Tuesday, July 24, 2012

Pave It Over and Put a Panel On It

(image via)

Oh, well, we suppose we knew this was coming. Concerns about paving over the western deserts be damned, today, Cowboy Ken was proud to announce Department of Interior's plans to expedite solar development in the west.
"Today's announcement is a roadmap for solar development for decades to come and will help create an enduring and sustainable energy future for America," said Secretary of the Interior Ken Salazar.
Not to be confused with an enduring and sustainable future for America. Emphasis most certainly on energy.


Mojave Desert Blog lays it out quite nicely. Head over there for a heartbreaking analysis.

Tuesday, July 17, 2012

EAJA transparency: fine with us

Mike Simpson, heckuva guy, tacked a rider on the rider on the FY2013 Appropriations Bill that "addresses" the Equal Access to Justice Act (EAJA) with the claim of making EAJA payouts more transparent. (This among his many grand plans for undermining environmental protections.) 
The bill also addresses the growing, and unaccountable, costs to taxpayers of the Equal Access to Justice Act (EAJA). Simpson is concerned that while EAJA was intended to provide a mechanism for lower and middle income individuals to challenge the actions of an onerous federal government, it has become a slush fund for wealthy extremists in search of taxpayer funding of their unending, and oftentimes frivolous, lawsuits.
To which we say, "Bring it."

All these lies about environmental attorneys getting rich on the EAJA fee recovery would be swiftly undercut by the overwhelming evidence that industry attorneys are the real hogs at the trough. The real story is this
A 2009 income survey by the State Bar of Texas, the most recent available, found that full-time attorneys in private practice earned $120,324 a year. For-profit corporate attorneys earned $156,839 a year. And nonprofit attorneys, like those working for environmental groups, earned $83,000 annually.
"Are these lawyers out to get rich?" said Pat Parenteau, a Vermont Law School professor who specializes in endangered species law and has represented environmental groups and businesses in listing cases. "If they are, they probably should switch."
Parenteau said the focus on attorney fees by lawmakers is "way out of whack." If Fish and Wildlife doesn't have the money to follow the law and meet its deadlines, then Congress should address that, he said. "If you don't want lawsuits, but you want agencies to follow the law, then fund them."
Indeed. Fund the agencies and make sure the agencies are in legal compliance. Most of the environmental attorneys we know would be delighted to work themselves out of a job, forcing the agency to self-regulate and be accountable to the myriad species that depend on proper management.

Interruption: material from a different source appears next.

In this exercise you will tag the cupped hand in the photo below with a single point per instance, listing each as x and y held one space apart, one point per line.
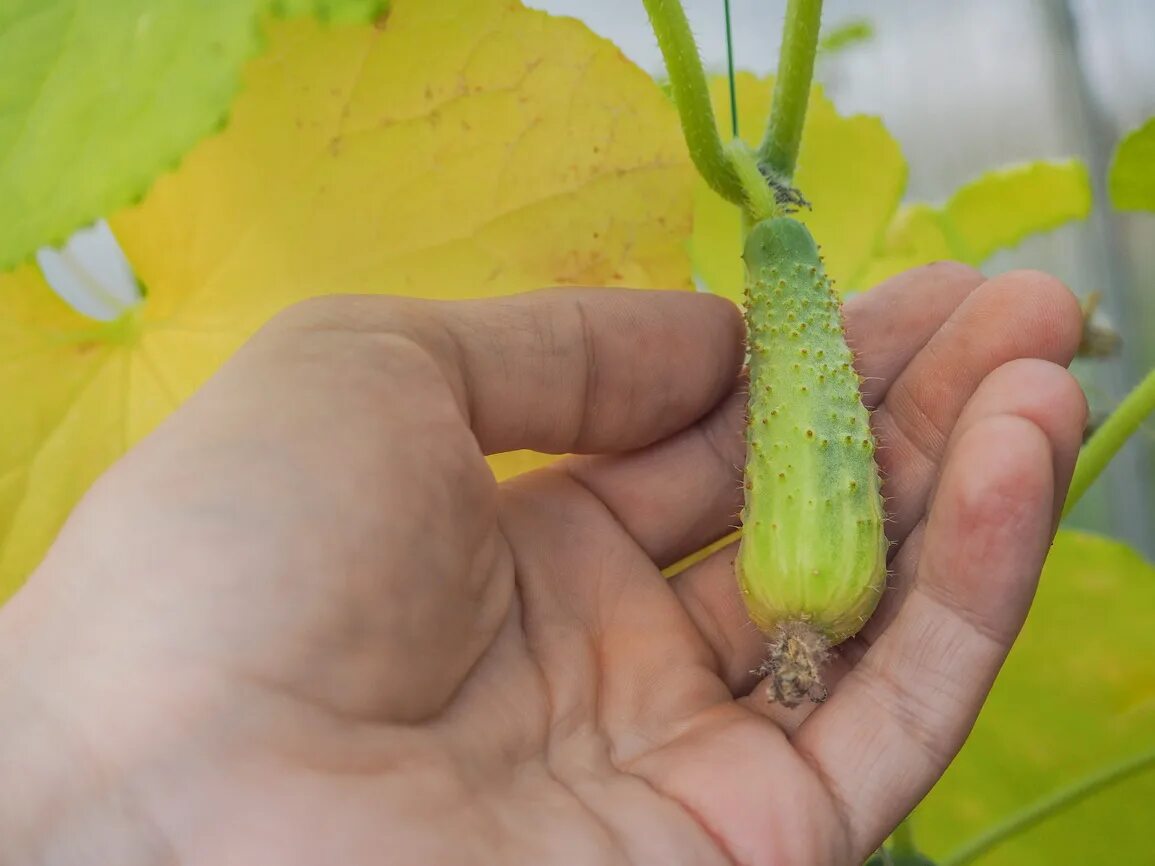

At which point, all us greenies will retire. to our ski chalets in Aspen. 

Read more here: http://www.kansascity.com/2012/07/15/3705770/who-pays-environmental-lawyers.html#storylink=cpy

Tuesday, July 10, 2012

Nothing Wrong With Welfare FOR THE NEEDY

It's so great to see the issue of welfare ranching gaining traction in political circles, and hopefully it will provoke some action on amendments to increase the federal lands grazing fee.

Because, really, $1.35 a month per cow/calf pair? Way not enough.

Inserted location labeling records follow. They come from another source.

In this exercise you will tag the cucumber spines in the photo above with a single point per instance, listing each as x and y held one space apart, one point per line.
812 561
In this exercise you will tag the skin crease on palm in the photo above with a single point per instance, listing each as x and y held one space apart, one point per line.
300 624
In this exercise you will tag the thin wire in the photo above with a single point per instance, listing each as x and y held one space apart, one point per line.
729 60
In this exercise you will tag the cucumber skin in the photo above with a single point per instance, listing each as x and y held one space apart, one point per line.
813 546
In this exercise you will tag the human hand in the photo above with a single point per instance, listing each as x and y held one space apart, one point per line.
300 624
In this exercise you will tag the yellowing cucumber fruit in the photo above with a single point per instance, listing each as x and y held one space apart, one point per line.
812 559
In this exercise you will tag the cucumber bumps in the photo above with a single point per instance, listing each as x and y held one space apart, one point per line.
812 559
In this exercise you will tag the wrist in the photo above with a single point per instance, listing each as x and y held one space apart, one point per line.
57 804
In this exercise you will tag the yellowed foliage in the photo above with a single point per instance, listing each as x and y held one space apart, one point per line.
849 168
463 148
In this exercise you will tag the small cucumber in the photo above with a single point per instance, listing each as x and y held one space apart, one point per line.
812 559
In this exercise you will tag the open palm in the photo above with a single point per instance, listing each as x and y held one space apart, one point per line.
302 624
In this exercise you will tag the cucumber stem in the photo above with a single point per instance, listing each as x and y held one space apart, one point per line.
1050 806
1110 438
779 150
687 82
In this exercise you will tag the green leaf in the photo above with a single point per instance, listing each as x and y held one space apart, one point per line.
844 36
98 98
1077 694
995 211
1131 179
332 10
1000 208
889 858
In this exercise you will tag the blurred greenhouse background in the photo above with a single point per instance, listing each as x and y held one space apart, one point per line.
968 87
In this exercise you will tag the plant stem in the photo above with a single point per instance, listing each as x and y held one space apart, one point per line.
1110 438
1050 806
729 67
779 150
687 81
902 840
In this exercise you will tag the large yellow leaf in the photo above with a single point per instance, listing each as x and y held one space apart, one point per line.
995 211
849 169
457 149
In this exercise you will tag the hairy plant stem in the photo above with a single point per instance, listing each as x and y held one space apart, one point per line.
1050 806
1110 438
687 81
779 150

But here's one thing to consider: using the adjective "Welfare" as a derogatory plays right into the hands of the haters. "Welfare Ranchers," "Welfare Queens." "Welfare Moms" too? By stigmatizing government assistance without somehow qualifying that ranchers are abusing the system by taking something they don't deserve, we risk entrenching the idea that welfare on the whole is bad. It isn't. It's absolutely necessary for millions of folks who live close to the bone, have trouble making ends meet, or can't feed their families. It's a critical function of government to provide services for those in need.

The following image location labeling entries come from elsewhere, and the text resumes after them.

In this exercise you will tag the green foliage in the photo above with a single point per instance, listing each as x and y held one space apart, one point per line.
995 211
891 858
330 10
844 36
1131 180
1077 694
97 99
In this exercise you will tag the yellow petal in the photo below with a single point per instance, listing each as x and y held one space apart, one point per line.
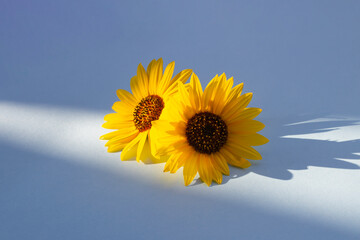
247 113
195 92
155 74
137 88
143 79
126 97
220 163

But public lands ranchers don't count. These folks get money if it's too wet, too dry, if they need new fences, new wells, new boots. (Ok, kidding about the boots.) The ranchers are already extremely privileged to have grazing leases and businesses in the first place; lots of ranchers also have huge tracts of private land and valuable water rights at their disposal. That's REALLY different from the folks who need food stamps. It just is.

 So let's figure out a way to distinguish good welfare from bad welfare when we talk about it in the context of public lands ranching.